Три дня назад на посыльном судне из Эгейского моря примчался возбужденный Дмитрий в сопровождении невозмутимого алжирца.
— Все готовы, — радостно сообщил он мне. — Можно выдвигаться. Лодка прибудет в Адрианополь и встанет на реке, как договаривались. У моста, который ведет к развалинам старинного султанского дворца[1]. Того самого, в стенах которого был подписан мирный договор…
— Дмитрий, остановись. Не время лекций по истории. То, что ты уложился в сроки, похвально. Готов ли ты к новому испытанию?
— С тобой — хоть к черту в ад!
— Тогда будете с Бахадуром изображать мой конвой. И на ваши плечи ляжет непосредственно захват Сефер-бея. Я дам вам подробнейшие инструкции.
Мы сильно рисковали, отправившись во Фракию нелегально, не получив буюрулду. Любой патруль мог стать для нас проблемой. Но бог миловал. Хранил нас до самых ворот в зубчатой башне, через которую можно въехать в Адрианополь. Здесь удача нас оставила.
Солдат с сержантскими нашивками преградил нам путь.
— Ваши документы!
Мои спутники напряглись. Краем глаза я заметил, как побелели костяшки пальцев Цикалиоти, крепко сжавшего ствол ружья. Рука Бахадура скользнула в карман за его любимой железякой.
Припомнив давнишний совет Хаджи-Хамамджи, я не мешкая спрыгнул с лошади. С размаха влепил затрещину сержанту. Турок обиженно засопел и уступил нам дорогу. Пригодилась идея ушлого грека, местного Папы Допуло по части контрабанды.
Наш скромный отряд втянулся в узенькие улочки района Калеичи, переехав по древнему мосту речку Тунджу. Миновал, постепенно взбираясь все выше и выше, множество маленьких мечетей, фонтанов, бедные греческую и католическую церковь, синагогу, большой крытый рынок Чарши Гириши. В его окрестностях пришлось постараться, чтобы проехать. Улицы были забиты народом, толпившимся у лавок, несмотря на утренний час. Продавец надгробий соседствовал с резчиком по дереву. Столяры предлагали резные или раскрашенные сундуки и шкафы. Большой выбор лаковых шкатулок и сосудов манил зайти в глубину магазинчиков. Кондитеры расхваливали миндальную пасту — десерт из горького миндаля, которым славился Адрианополь.
Дворец Эмин-паши — скорее, приличных размеров особняк — внешним великолепием не блистал. Но внутренний дворик с садом, круглым бассейном и небольшими мраморными фонтанами поражал своей роскошью и уютом. Понятно, отчего Сефер-бей упирался рогом и отказывался отправляться в такую дыру, как Базарджик.
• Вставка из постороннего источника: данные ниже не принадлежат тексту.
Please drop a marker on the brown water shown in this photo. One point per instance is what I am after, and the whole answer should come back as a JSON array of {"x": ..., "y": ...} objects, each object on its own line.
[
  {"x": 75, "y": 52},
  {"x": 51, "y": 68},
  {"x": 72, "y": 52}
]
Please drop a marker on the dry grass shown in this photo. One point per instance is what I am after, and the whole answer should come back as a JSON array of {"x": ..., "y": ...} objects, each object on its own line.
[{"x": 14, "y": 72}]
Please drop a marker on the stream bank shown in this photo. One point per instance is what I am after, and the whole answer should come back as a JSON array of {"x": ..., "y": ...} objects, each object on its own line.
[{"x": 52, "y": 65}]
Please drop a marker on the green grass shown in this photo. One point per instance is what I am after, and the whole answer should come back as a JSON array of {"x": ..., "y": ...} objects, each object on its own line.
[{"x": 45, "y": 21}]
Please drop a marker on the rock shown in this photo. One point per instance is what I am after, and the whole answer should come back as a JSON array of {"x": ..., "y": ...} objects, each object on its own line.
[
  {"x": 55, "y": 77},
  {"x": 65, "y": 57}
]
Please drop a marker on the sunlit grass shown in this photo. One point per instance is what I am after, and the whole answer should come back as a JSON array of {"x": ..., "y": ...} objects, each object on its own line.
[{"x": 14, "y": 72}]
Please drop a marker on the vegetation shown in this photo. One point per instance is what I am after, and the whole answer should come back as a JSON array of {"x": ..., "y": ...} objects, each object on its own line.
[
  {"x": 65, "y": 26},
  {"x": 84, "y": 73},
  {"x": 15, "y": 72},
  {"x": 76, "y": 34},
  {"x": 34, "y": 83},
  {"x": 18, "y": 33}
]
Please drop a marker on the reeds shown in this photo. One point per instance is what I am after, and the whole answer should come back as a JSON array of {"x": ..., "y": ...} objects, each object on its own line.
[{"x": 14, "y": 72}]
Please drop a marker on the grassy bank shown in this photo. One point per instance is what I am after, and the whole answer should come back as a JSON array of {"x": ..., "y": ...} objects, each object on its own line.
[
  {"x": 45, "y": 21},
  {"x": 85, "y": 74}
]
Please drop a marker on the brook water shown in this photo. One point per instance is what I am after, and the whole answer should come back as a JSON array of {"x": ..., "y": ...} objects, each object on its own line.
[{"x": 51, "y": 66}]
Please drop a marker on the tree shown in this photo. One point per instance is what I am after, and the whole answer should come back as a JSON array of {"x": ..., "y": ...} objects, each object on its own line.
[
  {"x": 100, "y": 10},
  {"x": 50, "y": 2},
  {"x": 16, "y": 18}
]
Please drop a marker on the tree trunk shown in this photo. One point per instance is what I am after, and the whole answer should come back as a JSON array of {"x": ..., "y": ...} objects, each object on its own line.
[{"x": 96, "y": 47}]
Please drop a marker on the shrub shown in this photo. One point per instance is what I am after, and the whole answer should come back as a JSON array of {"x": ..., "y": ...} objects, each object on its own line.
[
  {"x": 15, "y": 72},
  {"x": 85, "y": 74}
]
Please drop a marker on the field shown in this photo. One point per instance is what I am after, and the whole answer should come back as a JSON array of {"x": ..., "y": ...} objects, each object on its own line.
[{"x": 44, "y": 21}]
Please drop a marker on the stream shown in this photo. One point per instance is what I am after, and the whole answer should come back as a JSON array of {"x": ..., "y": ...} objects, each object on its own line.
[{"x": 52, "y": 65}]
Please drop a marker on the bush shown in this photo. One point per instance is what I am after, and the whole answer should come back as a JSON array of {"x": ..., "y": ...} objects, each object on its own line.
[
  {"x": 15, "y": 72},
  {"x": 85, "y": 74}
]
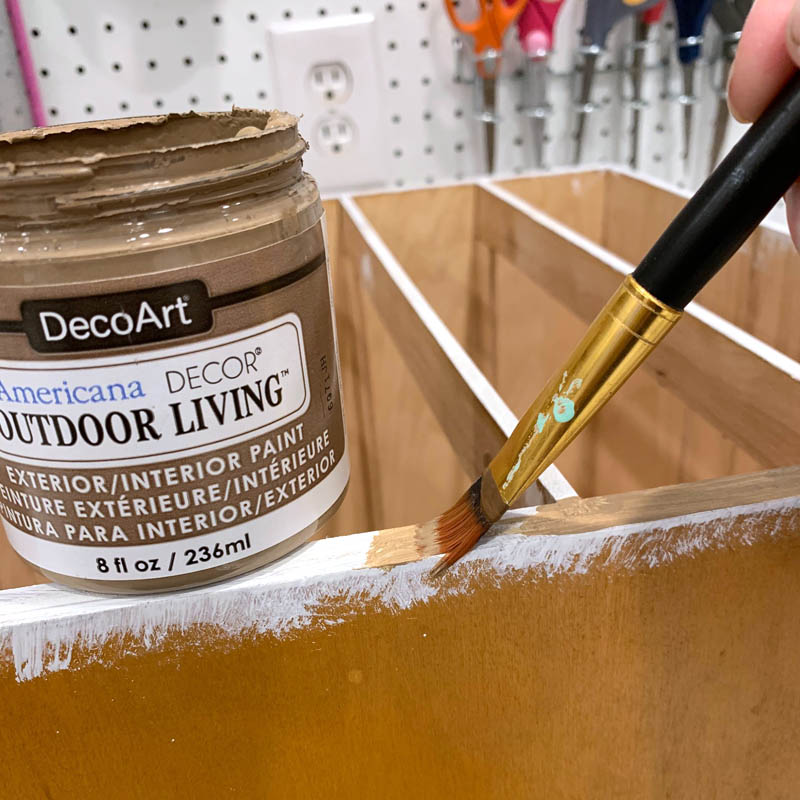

Меня пропустили без проблем, стоило показать бумаги с печатью генерала Селим-паши. Цикалиоти с Бахадуром остались на улице сторожить лошадей. Охранники в красных куртках на входе, не обращая на них внимание, продолжили подпирать стены. Грозно топорщили усы и держались за рукояти сабель, демонстрируя, что враг не пройдет. Мои спутники выглядели не менее серьезно. Под распахнутыми мундирами — кушаки с ятаганами и штыками от ружей. Скорчили пугающие рожи. Под стать охране важного турецкого офицера. И как так у Дмитрия получилось⁈
Особняк кишел солдатами в фесках, исполнявшими роль слуг, и турками в чалмах. Ветер перемен с Босфора, на берегах которого феска теснила чалму по приказу султана, еще не добрался до сонного Адрианополя. Возле паши отиралась куча нахлебников. К моему удивлению, черкесов я не увидел, хотя знал, что Эмин-паша — двоюродный брат Сефер-бея, а, стало быть, тоже из знатного шапсугского рода. Видимо, своих соотечественников кузены предпочитали держать подальше, дабы не нарываться на выпрашивание подарков.
Мне невольно пришла мысль в голову о том, что стоило ли городить огород с похищением? В такой толчее никакого труда не составило бы подослать наемного убийцу. Пырнул бы такой ассасин князя и сбежал, не вспотев. Тут же мне послышался ответ Фонтона: «Без шума и пыли, Коста. Политический террор — не наш метод».
Я встряхнул головой, прогоняя наваждение, и окрикнул одного из многочисленных стражников-кавасов. Он проводил меня в приемную генерал-губернатора. Потребовал бакшиш за услугу. Разглядев мою презрительную мину, униженно попросил хотя бы денег на кофе.